Solved – Using R to calculate survival probabilities with time-varying covariates using an Andersen-Gill model

rrecurrent-eventssurvival

I have been using the cph function of the rms package in R to fit an Andersen-Gill (AG) model for recurrent time to events. I include time-varying covariates in this model as per the 1982 paper from Andersen and Gill – for example I use the "dynamic" covariate recurrent outcome history to model the within-subject dependence in the recurrent events.

Now I wish to calculate survival probabilities for each of the unique observed recurrent event times (unique observed times from all subjects) for each subject. Of particular concern is that I am not using the "id" keyword and so the "cph" function "naively" believes that each row of the dataset is a separate subject. My understanding is that this approach is correct for estimation but I am uncertain if this is correct for survival probabilities.

When I say above that "My understanding is that this approach is correct for estimation" I mean with a "full" set of covariates that explain the within subject dependence, then conditional on these covariates the repeated events within a subject are independent. If some covariates are missing then this does not hold and some dependence will go unexplained. In this situation naively using the "cph" method leads to unbiased estimates but requires the "cluster" command to adjust the standard errors.

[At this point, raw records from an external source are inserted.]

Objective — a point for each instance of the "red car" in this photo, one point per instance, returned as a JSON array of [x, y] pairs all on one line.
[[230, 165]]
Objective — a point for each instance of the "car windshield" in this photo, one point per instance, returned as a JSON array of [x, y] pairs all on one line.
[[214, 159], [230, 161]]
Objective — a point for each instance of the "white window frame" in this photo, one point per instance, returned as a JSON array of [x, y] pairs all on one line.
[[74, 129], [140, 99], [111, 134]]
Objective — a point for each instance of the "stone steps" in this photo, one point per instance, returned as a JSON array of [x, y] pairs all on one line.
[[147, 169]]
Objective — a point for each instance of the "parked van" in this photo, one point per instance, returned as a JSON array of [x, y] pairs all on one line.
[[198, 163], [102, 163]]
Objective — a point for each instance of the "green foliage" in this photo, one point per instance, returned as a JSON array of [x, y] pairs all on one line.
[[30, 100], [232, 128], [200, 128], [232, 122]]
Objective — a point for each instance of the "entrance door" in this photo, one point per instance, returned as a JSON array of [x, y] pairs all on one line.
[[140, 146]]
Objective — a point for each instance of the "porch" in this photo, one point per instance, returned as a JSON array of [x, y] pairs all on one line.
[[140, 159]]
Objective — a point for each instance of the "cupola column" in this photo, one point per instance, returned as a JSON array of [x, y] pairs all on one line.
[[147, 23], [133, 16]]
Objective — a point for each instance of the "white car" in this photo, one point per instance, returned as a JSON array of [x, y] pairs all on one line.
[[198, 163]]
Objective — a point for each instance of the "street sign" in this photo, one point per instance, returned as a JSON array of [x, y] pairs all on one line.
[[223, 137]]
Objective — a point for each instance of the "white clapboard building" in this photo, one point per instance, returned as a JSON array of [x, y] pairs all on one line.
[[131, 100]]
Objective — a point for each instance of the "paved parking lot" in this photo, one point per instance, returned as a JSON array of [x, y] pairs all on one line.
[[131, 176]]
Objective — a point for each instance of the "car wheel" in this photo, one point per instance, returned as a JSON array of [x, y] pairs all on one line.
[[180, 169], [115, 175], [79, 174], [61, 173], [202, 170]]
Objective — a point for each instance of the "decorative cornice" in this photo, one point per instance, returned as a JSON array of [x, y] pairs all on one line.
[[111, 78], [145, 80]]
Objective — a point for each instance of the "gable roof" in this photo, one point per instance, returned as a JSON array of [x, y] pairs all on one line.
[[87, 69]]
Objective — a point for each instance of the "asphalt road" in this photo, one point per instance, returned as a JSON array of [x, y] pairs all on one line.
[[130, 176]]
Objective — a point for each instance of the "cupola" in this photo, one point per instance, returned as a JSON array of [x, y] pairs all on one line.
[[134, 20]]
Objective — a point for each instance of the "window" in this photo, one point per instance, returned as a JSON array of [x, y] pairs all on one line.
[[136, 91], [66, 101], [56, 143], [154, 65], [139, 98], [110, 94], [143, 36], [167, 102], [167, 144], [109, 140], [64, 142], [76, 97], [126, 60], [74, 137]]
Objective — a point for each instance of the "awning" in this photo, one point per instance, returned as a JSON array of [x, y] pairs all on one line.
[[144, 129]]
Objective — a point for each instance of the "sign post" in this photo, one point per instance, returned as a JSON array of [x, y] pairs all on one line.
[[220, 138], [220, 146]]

My R code to fit the model is as follows where cov1-cov3 are my covariates and subjid is my subject index;

AG_mod = cph(Surv(tstart,tstop,censored)~cov1+cov2+cov3+cluster(subjid),x=TRUE,y=TRUE,data=mydata,surv=TRUE,singular.ok=TRUE)

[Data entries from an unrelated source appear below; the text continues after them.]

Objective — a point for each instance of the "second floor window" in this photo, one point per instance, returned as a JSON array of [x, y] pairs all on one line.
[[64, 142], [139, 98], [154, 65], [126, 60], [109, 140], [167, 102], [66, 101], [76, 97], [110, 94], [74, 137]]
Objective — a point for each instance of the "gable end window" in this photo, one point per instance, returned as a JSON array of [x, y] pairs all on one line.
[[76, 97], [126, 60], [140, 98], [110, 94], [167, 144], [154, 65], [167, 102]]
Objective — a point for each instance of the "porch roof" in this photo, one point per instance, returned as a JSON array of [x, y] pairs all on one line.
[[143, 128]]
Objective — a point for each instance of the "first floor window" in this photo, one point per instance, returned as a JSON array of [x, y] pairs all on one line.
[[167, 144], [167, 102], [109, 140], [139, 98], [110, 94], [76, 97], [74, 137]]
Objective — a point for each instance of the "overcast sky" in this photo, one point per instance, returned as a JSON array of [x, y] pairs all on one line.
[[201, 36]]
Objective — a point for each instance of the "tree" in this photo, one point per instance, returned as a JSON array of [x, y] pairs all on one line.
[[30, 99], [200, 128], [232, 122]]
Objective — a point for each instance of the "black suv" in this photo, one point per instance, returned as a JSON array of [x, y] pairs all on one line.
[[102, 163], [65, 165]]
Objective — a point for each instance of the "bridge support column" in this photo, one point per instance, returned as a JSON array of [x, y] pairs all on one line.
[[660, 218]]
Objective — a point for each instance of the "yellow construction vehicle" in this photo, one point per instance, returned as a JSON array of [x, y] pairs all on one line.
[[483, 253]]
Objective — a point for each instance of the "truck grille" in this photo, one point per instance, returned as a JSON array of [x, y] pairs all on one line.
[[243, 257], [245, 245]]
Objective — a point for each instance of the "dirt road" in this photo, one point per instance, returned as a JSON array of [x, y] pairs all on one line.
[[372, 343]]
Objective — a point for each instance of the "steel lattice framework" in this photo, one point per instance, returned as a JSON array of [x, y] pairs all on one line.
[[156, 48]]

Then (in pseudo code) I do the following to calculate the survival probabilities;

for each subject

    datai = data for subject i

    surv_fit_i = survfit(AG_mod,newdata=dati,id=subjid,conf.type="none",se.fit=FALSE);   

end

Later update to pseudo code (the above code produces errors)

for each subject
       #get the data for ith subject
       datai = data for subject i

       #get the time intervals as a survival object
       intervals = Surv(dati$tstart,dati$tstop,dati$censored)

        #get the covariate data
        covsi =dati[,c("subjid","cov1","cov2","cov3"),with=FALSE]            

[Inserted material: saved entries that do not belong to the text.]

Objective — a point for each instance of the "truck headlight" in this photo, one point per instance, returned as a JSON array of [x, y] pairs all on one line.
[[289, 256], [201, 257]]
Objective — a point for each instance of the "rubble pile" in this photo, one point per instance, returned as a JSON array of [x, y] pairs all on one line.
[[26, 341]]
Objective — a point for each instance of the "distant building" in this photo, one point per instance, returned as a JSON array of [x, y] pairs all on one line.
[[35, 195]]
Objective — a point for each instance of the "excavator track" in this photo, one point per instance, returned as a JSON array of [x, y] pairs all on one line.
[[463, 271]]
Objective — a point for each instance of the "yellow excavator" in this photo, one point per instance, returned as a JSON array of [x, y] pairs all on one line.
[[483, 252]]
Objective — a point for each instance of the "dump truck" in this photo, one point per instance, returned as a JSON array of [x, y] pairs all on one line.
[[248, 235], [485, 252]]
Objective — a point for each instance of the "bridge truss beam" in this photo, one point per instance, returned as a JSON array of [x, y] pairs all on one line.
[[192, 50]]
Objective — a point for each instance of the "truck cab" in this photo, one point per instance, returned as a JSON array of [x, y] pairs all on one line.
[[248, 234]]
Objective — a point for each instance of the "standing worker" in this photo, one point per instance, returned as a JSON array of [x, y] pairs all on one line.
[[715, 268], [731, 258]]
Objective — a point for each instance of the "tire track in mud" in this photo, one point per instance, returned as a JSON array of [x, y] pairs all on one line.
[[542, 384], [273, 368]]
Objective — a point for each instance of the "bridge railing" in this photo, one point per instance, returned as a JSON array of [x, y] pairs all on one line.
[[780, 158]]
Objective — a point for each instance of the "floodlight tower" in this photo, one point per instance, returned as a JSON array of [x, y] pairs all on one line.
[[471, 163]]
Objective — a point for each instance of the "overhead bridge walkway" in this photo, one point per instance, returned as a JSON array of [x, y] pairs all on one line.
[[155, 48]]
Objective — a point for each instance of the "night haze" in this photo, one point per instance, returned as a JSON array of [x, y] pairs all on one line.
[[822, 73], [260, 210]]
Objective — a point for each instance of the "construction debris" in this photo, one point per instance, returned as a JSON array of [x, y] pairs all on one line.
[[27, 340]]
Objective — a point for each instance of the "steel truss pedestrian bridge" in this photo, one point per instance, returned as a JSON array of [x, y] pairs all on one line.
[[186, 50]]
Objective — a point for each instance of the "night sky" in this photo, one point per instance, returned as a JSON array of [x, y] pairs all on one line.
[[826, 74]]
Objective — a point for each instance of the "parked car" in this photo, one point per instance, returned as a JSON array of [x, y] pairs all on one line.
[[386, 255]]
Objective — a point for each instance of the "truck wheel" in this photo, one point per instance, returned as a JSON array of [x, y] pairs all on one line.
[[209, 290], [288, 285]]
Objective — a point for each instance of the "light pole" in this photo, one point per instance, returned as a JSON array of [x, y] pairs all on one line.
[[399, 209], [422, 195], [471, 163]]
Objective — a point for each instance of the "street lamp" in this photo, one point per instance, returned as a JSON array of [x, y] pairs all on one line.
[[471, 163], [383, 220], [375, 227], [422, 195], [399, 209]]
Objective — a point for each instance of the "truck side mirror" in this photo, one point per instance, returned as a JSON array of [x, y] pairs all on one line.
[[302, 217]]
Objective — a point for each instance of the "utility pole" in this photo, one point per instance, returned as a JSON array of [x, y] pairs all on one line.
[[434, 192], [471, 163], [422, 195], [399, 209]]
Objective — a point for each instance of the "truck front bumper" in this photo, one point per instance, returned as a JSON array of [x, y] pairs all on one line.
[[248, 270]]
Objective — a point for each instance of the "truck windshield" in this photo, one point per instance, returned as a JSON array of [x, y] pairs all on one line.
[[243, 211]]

        #combine intervals with covariate data
        covsi = data.frame(covsi,intervals)

        #estimate the survival curve for this subject
        surv_fit = survfit(AG_mod,newdata=covsi,conf.type="none",se.fit=FALSE,id=covsi$subjid,censor=TRUE)           

    end

As far as I can tell the "id=covsi$subjid" statement tells R that multiple records belong to the same subject and so I am guessing that equation (2) below is implemented?

Later update to clarify model

The model I am fitting is an "intensity" model as per the 1982 Andersen-Gill definition

$E[dN_{i}(t)|Y_{i}(t),\mathcal{F}_{t^{-}}]=Y_{i}(t)\alpha_{0}(t)\exp(\beta N_{i}(t^{-}))$

where the history $\mathcal{F}_{t^{-}}$ contains all information about the counting process $N_{i}(t)$ up to "just before" time $t$, and this includes information on fixed and time-varying covariates (including the "dynamic" covariates time since last outcome and number of previous outcomes), and previous censoring events. This intensity model assumes the observed "jumps" in the counting process for subject $i$ at times $t_{1},t_{2},…$, $N_{i}(t_{1}),N_{i}(t_{2}),…$ are conditionally independent given this history $\mathcal{F}_{t^{-}}$. Furthermore since $\mathcal{F}_{t^{-}}$ contains the censoring history then unbiased estimators of $\beta$ can be obtained even if the censoring is informative – all that is required is a weaker assumption called Coarsening at Random (CAR) which requires at any time $t$ that censoring depends only on the observed data (and this could include dependence on the observed outcome history).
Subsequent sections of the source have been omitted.